1. The Hospital's policy titled, "Dress Code for the Surgical Department" (12/19/2022), was reviewed, and required, " ...8. Jewelry (e.g., earrings, necklaces, bracelets, and watches) that cannot be contained or confined within the scrub attire shall not be worn in the semi-restricted areas ..."

2. On 9/12/2023, between 8:10 AM and 10:45 AM, an observational tour of Surgical Services, was conducted. During the tour, in OR #2, the CRNA (E #6), entered to provide care to Pt #7. The CRNA had on a necklace, ring, and a watch that were visible and not confined under the scrubs.

3. On 9/13/2023 at 10:45 AM, an interview was conducted with the Surgical Director (E #7). E #7 stated that jewelry should be either removed or confined while in the OR.


E. Based on document review, observation, and interview, it was determined that for 1 of 1 Scrub Tech (E #8,) the Hospital failed to follow infection control practices in the Operating Room (OR), by ensuring that back was not positioned to the opened sterile field.

Findings include:

1. The Hospital's policy titled, "Principles of Aseptic Technique" (undated), was reviewed, and required, "To assure an aseptic environment in the department ...The sterile field shall be continually maintained/monitored ..."

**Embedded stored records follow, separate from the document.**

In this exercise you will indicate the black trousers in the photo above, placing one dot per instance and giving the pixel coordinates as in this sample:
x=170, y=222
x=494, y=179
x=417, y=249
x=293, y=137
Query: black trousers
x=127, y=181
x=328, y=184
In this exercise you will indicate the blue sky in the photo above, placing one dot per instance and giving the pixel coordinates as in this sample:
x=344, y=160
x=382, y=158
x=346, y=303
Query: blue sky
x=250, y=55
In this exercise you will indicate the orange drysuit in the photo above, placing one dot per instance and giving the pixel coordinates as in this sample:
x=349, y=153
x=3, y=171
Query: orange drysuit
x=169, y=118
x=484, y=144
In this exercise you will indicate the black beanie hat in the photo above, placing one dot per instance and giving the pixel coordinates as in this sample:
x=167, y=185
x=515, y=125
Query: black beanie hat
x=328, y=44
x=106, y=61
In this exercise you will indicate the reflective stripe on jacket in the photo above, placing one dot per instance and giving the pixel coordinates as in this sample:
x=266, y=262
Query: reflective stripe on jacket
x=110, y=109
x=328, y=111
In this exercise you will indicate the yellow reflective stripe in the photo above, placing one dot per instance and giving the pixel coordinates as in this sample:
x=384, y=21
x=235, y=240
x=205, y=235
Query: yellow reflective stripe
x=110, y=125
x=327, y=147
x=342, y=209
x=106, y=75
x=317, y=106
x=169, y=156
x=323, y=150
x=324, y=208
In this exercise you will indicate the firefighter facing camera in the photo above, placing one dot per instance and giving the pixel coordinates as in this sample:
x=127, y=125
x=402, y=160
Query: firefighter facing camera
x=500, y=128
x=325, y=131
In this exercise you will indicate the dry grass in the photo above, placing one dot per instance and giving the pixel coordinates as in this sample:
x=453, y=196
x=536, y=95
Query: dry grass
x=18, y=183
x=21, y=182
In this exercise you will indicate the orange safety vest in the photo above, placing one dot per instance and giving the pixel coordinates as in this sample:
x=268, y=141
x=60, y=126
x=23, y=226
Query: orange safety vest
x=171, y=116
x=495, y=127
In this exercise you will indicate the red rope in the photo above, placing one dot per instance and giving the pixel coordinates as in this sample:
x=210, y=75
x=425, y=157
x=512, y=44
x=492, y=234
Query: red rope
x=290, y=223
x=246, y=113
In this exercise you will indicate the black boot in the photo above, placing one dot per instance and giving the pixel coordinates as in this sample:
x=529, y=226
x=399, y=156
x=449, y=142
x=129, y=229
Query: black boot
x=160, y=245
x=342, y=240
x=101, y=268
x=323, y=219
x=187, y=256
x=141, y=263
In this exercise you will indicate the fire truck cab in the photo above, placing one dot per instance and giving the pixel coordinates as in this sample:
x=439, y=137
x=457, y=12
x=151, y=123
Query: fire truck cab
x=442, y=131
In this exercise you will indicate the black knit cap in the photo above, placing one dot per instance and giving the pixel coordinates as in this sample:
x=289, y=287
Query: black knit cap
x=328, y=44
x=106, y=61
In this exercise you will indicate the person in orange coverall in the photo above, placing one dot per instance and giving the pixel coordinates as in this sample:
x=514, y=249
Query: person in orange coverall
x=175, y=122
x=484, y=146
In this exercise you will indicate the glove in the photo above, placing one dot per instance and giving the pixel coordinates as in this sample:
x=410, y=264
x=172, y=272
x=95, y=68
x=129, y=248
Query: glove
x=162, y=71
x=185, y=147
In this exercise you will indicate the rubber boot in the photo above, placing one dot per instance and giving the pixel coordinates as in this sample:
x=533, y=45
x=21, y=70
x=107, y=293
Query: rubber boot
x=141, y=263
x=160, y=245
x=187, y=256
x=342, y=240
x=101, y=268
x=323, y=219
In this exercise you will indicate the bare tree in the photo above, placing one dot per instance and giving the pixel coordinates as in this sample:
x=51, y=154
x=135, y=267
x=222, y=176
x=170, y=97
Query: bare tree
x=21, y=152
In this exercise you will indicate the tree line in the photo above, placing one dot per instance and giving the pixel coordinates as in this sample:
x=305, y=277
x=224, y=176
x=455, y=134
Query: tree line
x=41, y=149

2. The 2022 AORN Guidelines for Perioperative Practice (provided from the Surgical Director/E #7), was reviewed, and included, "Scrubbed team members should ...not turn their backs on the sterile field ..."

3. On 9/12/2023, between 8:10 AM and 10:45 AM, an observational tour of Surgical Services, was conducted. During the tour, the following was observed:

- At 8:17 AM, the Scrub Tech (E #8), opened the sterile field and then walked out of the OR, leaving the table unattended for approximately 1 minute.

-At 8:59 AM, E #8 (who was scrubbed in at this time), turned her back to the sterile field that contained instruments ready for the procedure. E #8 turned her back for approximately 1 minute and was less than a foot away from the sterile field/table.
-At 9:04 AM, E #8 turned her back to the sterile field for approximately 30 seconds.
-From 9:08 AM-9:10 AM, E #8 turned her back to the sterile field, with her arms folded onto the sterile gown.

4. On 9/13/2023 at 10:45 AM, an interview was conducted with the Surgical Director (E #7). E #7 stated that once the sterile field is opened, the scrubbed in-person should not turn their back on the field. E #7 stated that the AORN guidelines does not particularly state how far they should be standing from the field; however, E #7 stated that E #8 was observed, within proximity (less than 1 foot away from the table).